Sample, Explore, and Clean Taxifare Dataset

Learning Objectives

  • Practice querying BigQuery
  • Sample from large dataset in a reproducible way
  • Practice exploring data using Pandas
  • Identify corrupt data and clean accordingly

Introduction

In this notebook, we will explore a dataset corresponding to taxi rides in New York City to build a Machine Learning model that estimates taxi fares. The idea is to suggest a likely fare to taxi riders so that they are not surprised, and so that they can protest if the charge is much higher than expected.

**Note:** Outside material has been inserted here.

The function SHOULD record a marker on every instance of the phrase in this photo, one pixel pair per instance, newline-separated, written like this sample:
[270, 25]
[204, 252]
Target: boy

Such a model would also be useful for ride-hailing apps that quote you the trip price in advance.

Set up environment variables and load necessary libraries


In [ ]:
PROJECT = "cloud-training-demos"  # Replace with your PROJECT
REGION = "us-central1"            # Choose an available region for Cloud MLE

In [ ]:
import os
os.environ["PROJECT"] = PROJECT
os.environ["REGION"] = REGION

Check that the Google BigQuery library is installed and if not, install it.


In [ ]:
!pip freeze | grep google-cloud-bigquery==1.21.0 || pip install google-cloud-bigquery==1.21.0

In [ ]:
%load_ext google.cloud.bigquery

View data schema and size

Our dataset is hosted in BigQuery: Google's petabyte scale, SQL queryable, fully managed cloud data warehouse. It is a publically available dataset, meaning anyone with a GCP account has access.

  1. Click here to acess the dataset.
  2. In the web UI, below the query editor, you will see the schema of the dataset. What fields are available, what does each mean?
  3. Click the 'details' tab. How big is the dataset?

Preview data

Let's see what a few rows of our data looks like. Any cell that starts with %%bigquery will be interpreted as a SQL query that is executed on BigQuery, and the result is printed to our notebook.

BigQuery supports two flavors of SQL syntax: legacy SQL and standard SQL. The preferred is standard SQL because it complies with the official SQL:2011 standard. To instruct BigQuery to interpret our syntax as such we start the query with #standardSQL.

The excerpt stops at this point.